Morphological analysis
Morphological analysis in English
Morphological analysis is coded for English only. This is via a two stage process;
MiMo consults the Universal Dependency part-of-speech tags for information regarding grammatical features with morphological consequences, e.g. past tense, progressive aspect etc.
If a particular grammatical feature is present, e.g. past, MiMo searches for the regular morpheme on the word in question.
This strategy is accurate for English as morphology is highly regular, and is also othographically coded in a regular fashion (e.g. all regular English words, when written, end in -ed).
This is quite of lot of work, so I have not done this for any other languages.
Morphologically complex words are shown in a column called Morph Complex Words.
The code to morphologically tag English is introduced by an RStudio bookmark called # English labelling rules ---- (see app.R file). If people wish to add code to morphologically tag other languages, do drop me a line!

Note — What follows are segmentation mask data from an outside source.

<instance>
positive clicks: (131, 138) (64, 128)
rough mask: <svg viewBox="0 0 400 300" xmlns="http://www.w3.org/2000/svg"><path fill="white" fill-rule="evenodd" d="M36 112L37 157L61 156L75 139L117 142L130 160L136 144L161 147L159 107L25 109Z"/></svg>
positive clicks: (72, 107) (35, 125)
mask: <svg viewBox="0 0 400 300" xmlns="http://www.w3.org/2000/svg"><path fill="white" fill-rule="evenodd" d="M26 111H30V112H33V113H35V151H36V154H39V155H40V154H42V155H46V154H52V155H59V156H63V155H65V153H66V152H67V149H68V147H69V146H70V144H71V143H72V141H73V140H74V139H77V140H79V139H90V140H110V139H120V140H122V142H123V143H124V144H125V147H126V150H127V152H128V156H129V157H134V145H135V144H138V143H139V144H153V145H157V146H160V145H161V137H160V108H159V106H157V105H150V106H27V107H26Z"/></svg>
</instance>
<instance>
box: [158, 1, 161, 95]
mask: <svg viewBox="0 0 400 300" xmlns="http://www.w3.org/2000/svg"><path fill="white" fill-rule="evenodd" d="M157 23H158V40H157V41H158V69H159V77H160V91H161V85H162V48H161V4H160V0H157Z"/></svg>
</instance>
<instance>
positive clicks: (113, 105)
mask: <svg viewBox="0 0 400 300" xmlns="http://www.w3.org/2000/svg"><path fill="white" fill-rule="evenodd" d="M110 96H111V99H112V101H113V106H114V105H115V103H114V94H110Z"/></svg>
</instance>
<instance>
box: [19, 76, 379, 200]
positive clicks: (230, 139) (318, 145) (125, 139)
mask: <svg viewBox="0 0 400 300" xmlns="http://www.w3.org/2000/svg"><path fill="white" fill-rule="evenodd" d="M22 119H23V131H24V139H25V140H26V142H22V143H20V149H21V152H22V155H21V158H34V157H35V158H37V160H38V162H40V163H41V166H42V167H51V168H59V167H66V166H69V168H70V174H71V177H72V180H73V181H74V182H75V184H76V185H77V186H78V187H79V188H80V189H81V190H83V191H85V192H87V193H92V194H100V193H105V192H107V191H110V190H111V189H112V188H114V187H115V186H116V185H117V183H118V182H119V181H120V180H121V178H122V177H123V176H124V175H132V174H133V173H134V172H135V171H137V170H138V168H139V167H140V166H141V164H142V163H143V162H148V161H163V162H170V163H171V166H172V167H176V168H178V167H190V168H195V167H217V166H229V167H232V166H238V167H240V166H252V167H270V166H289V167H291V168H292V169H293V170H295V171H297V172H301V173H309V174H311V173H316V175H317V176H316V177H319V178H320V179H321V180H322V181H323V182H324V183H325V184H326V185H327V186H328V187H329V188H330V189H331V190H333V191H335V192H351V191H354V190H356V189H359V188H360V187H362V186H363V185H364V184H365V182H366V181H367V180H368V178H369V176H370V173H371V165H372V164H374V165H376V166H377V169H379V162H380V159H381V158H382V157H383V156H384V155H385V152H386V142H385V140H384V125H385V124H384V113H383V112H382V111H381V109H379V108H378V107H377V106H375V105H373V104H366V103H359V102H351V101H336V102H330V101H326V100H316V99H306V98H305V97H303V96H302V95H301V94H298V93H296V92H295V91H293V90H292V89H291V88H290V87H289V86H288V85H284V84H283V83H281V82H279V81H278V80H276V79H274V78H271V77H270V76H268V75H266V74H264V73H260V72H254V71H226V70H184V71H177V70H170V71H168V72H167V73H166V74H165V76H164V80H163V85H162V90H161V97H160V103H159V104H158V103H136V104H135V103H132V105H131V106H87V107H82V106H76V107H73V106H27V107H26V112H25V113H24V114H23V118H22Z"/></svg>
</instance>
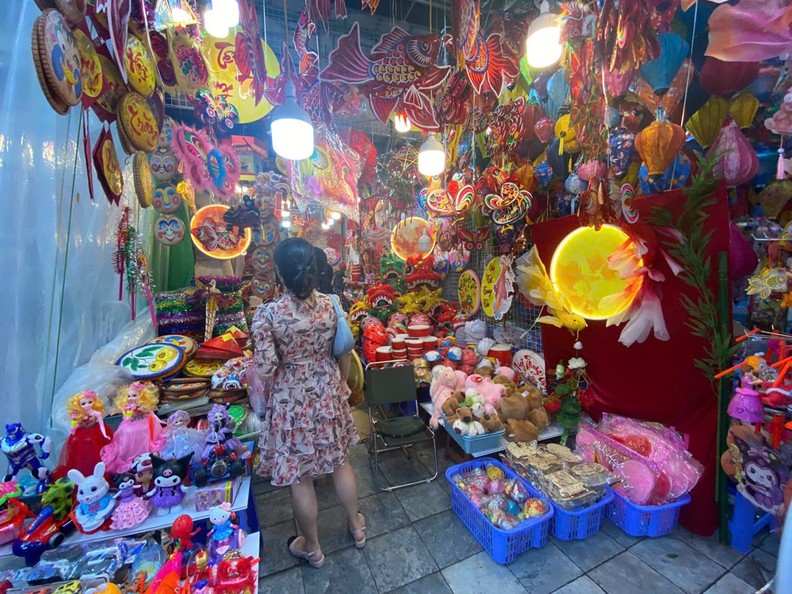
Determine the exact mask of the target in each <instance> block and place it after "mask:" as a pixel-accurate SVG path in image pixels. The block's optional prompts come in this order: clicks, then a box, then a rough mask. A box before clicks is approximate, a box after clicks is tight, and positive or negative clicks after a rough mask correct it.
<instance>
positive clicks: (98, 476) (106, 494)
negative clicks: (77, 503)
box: [69, 462, 116, 534]
mask: <svg viewBox="0 0 792 594" xmlns="http://www.w3.org/2000/svg"><path fill="white" fill-rule="evenodd" d="M104 473H105V466H104V463H102V462H99V463H97V465H96V466H95V467H94V471H93V474H90V475H88V476H84V475H83V473H82V472H80V471H79V470H75V469H71V470H70V471H69V478H70V479H71V480H72V482H73V483H74V484H75V485H76V486H77V502H78V504H77V507H76V508H75V509H74V520H75V523H76V524H77V526H78V527H79V528H80V530H81V531H83V532H85V533H86V534H90V533H92V532H96V531H97V530H99V529H100V528H101V527H102V524H104V522H105V520H107V518H109V517H110V514H111V513H113V508H114V507H115V503H116V502H115V499H113V496H112V495H110V484H109V483H108V482H107V480H106V479H105V477H104Z"/></svg>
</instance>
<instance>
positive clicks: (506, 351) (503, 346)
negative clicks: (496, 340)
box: [487, 343, 512, 367]
mask: <svg viewBox="0 0 792 594" xmlns="http://www.w3.org/2000/svg"><path fill="white" fill-rule="evenodd" d="M487 357H489V358H490V359H492V360H493V361H495V362H496V363H497V365H502V366H504V367H510V366H511V362H512V352H511V346H510V345H508V344H502V343H498V344H494V345H492V346H491V347H490V350H489V352H488V353H487Z"/></svg>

A workaround for non-English languages
For non-English languages you can show morphemes using dashes, e.g. weβre having a nice time / lo esta-mos pasando bien (SPANISH).
The word class analysis overrides the word-internal punctuation, parsing it as one word, rather than two. However, the morpheme counts respect the use of the dash, e.g. parsing estamos as two morphemes. With the little testing I have done on this system, it works surprisingly well. That said, it might be best to calculate Mean-Length-of-Utterance in words rather morphemes for non-English languages.
How to view morphological metrics in MiMo
Go to Let's explore > Syntactic measures
The provided morphological metrics are Number of utterances and Mean Length of Utterance (MLU) in words.